A Look at the Top 3 Contenders to Lead the Atlanta U.S. Attorney's Office
Each would make history if chosen for the powerful position
Nearly 100 days into his term, President Joe Biden will soon turn his attention towards another very important task: nominating U.S. Attorneys across the country. A U.S. Attorney is the top federal prosecutor in a state/region and is tasked with prosecuting criminal cases brought by federal government in their jurisdiction. They must also represent the United States in cases where the federal government is a defendant.
Here in metro Atlanta, the U.S. Attorney is based out the Richard B. Russell Federal Building in Downtown Atlanta. Because the President has not appointed anyone yet, the office is currently led by an acting U.S. Attorney. A very recognizable person once held the office: Sally Yates, who briefly served as acting Attorney General in 2017 and clashed with President Donald Trump over his Muslim travel ban early in his term.
The next Atlanta U.S. Attorney will soon take over several federal investigations, perhaps the most notable of which is the ongoing corruption investigation a few blocks away at Atlanta City Hall. Several top aides of former Mayor Kasim Reed are facing charges of bribery. Reed himself has not been formally charged in the investigation and continues to deny any involvement or wrongdoing.
Now that we have some of the details out of the way, let’s take a look at who might be nominated for the powerful position. Whoever President Biden chooses for the office will then face a confirmation vote from the U.S. Senate.
According to sources, the list is topped by three women, and each of them would make history if selected: any one of them would be the first woman of color to lead the Atlanta U.S. Attorney’s office. They each bring very lengthy resumes that include prosecutorial, legislative, judicial and even military backgrounds.
Sherry Boston is a longtime prosecutor who currently serves as District Attorney in DeKalb County. She was first elected to the office in 2016, easily defeating a corrupt incumbent in the Democratic primary and sailing through the general election with no Republican opposition. Prior to becoming DA, she served as DeKalb County’s Solicitor General. She is currently one of five Black female District Attorneys in the state.
Before entering countywide politics, Boston served as a judge. According to the biography on her website, she was the first woman to serve as a Municipal Court Judge in Dunwoody, a city in North DeKalb County. She also served as as an Associate Magistrate Judge.

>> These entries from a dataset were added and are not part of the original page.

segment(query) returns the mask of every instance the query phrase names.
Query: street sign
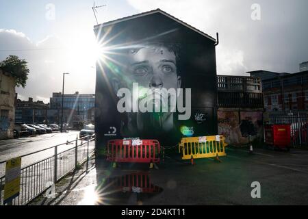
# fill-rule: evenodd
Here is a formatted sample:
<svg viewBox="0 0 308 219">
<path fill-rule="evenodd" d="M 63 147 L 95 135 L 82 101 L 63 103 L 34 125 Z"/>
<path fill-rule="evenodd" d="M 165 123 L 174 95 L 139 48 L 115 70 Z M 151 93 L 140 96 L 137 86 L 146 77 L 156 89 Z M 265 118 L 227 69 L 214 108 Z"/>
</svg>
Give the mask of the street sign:
<svg viewBox="0 0 308 219">
<path fill-rule="evenodd" d="M 10 203 L 19 195 L 21 183 L 21 157 L 8 160 L 5 164 L 5 184 L 3 205 Z"/>
</svg>

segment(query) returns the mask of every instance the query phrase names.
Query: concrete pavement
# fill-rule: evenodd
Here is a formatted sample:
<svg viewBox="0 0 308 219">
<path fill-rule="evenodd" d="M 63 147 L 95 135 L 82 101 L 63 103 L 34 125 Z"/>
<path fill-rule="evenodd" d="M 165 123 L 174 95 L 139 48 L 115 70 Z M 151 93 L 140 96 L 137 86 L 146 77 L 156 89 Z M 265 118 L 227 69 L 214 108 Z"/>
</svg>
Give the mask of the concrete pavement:
<svg viewBox="0 0 308 219">
<path fill-rule="evenodd" d="M 112 168 L 92 159 L 88 173 L 84 168 L 56 185 L 55 198 L 42 196 L 32 204 L 308 204 L 308 151 L 259 149 L 250 155 L 246 149 L 228 148 L 227 153 L 222 163 L 198 159 L 194 166 L 170 154 L 152 170 L 147 165 Z M 251 197 L 255 181 L 260 183 L 261 198 Z"/>
</svg>

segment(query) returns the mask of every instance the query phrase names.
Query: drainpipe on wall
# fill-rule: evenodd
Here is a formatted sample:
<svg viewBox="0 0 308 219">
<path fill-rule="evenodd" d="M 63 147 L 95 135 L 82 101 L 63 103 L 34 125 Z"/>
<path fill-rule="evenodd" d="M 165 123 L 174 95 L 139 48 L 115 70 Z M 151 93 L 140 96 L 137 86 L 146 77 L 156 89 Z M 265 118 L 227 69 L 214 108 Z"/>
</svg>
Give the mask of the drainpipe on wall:
<svg viewBox="0 0 308 219">
<path fill-rule="evenodd" d="M 215 42 L 214 46 L 216 47 L 219 44 L 219 34 L 216 33 L 216 42 Z"/>
</svg>

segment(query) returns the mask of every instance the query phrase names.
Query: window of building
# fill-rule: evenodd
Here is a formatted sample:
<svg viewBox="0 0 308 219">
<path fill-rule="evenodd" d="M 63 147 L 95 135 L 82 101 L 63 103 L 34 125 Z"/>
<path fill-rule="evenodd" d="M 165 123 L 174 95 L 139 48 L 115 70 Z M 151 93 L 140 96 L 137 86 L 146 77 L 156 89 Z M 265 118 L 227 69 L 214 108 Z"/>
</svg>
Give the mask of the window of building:
<svg viewBox="0 0 308 219">
<path fill-rule="evenodd" d="M 8 110 L 1 110 L 0 111 L 0 131 L 6 131 L 10 127 L 8 114 Z"/>
<path fill-rule="evenodd" d="M 264 106 L 266 107 L 268 104 L 268 97 L 267 96 L 264 96 Z"/>
<path fill-rule="evenodd" d="M 305 100 L 308 101 L 308 91 L 305 92 Z"/>
<path fill-rule="evenodd" d="M 292 94 L 292 102 L 297 102 L 296 93 Z"/>
<path fill-rule="evenodd" d="M 285 111 L 290 111 L 290 105 L 289 105 L 289 104 L 285 104 Z"/>
<path fill-rule="evenodd" d="M 278 104 L 278 95 L 272 95 L 272 105 Z"/>
<path fill-rule="evenodd" d="M 285 94 L 285 103 L 289 102 L 289 94 Z"/>
</svg>

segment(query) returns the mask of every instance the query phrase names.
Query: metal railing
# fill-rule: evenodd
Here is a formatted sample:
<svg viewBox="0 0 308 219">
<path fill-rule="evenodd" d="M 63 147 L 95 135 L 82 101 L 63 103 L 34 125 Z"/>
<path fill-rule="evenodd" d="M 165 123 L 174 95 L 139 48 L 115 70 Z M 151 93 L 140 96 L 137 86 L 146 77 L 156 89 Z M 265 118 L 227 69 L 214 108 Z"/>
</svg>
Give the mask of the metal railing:
<svg viewBox="0 0 308 219">
<path fill-rule="evenodd" d="M 19 195 L 9 205 L 27 205 L 51 188 L 53 183 L 55 184 L 70 172 L 77 168 L 79 165 L 88 162 L 89 157 L 94 153 L 94 135 L 76 138 L 70 142 L 22 155 L 23 160 L 25 157 L 54 150 L 53 155 L 21 168 Z M 66 149 L 67 146 L 72 144 L 75 144 L 75 146 Z M 62 146 L 66 148 L 60 151 Z M 5 162 L 1 162 L 0 166 L 5 165 Z M 5 176 L 0 177 L 0 205 L 3 205 L 5 181 Z"/>
<path fill-rule="evenodd" d="M 308 114 L 307 112 L 271 112 L 266 124 L 290 124 L 292 144 L 294 146 L 308 146 Z"/>
</svg>

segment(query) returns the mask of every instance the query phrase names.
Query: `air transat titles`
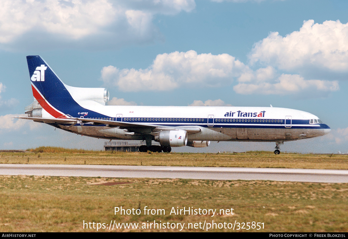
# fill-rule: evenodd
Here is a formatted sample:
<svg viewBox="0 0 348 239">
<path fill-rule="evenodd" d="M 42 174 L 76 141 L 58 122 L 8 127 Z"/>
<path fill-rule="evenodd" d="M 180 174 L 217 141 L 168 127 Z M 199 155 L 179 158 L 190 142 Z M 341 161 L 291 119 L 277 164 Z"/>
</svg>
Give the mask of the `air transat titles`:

She obtained her law degree from Emory University's School of Law and remains an active member of the Georgia Bar.
Also seen as a top contender for the Atlanta U.S. Attorney’s office is Jamila Hall, who used to serve as an Assistant U.S. Attorney. She is now a partner at Jones Day, an international White Collar Defense law firm.
From a biography: “From 2007 to 2011, Jamila served as an Assistant United States Attorney for the Northern District of Georgia, in the Economic Crimes division, where she tried numerous multi-defendant white collar crime jury trials to verdict and successfully prosecuted more than 100 financial fraud cases. In 2012, Jamila received the Federal Trade Commission’s Criminal Liaison Award for the best consumer fraud prosecution in the United States.”
Hall has been recognized as one of the top white collar defense attorneys in the country. The daughter of Jamaican immigrants, she is a graduate of the Columbia School of Law, where was a member of student government.
A one-term Georgia State Senator, Zahra Karinshak is a former federal prosecutor who served as an officer in the U.S. Air Force. She flipped a Republican-held State Senate district in 2018 and unsuccessfully competed for a congressional seat in 2020.
Like Hall, Karinshak is also an alumni of the Atlanta U.S. Attorney’s office. The two actually served in the office together as Assistant U.S. Attorneys. In that role, she prosecuted cases ranging from money laundering, public corruption and child exploitation. “Prior to serving as a federal prosecutor, Zahra served as the Deputy Executive Counsel to Georgia Governor Roy Barnes, was an associate at Sutherland, and clerked for the Honorable J.L. Edmondson, Eleventh Circuit Court of Appeals,” according to a biography.
If chosen, Karinshak would be the first Iranian-American woman to serve as Atlanta’s U.S. Attorney. She also obtained her law degree from Emory’s School of Law, as did Boston. I think it’s safe to assume that Georgia’s legal world is a small one.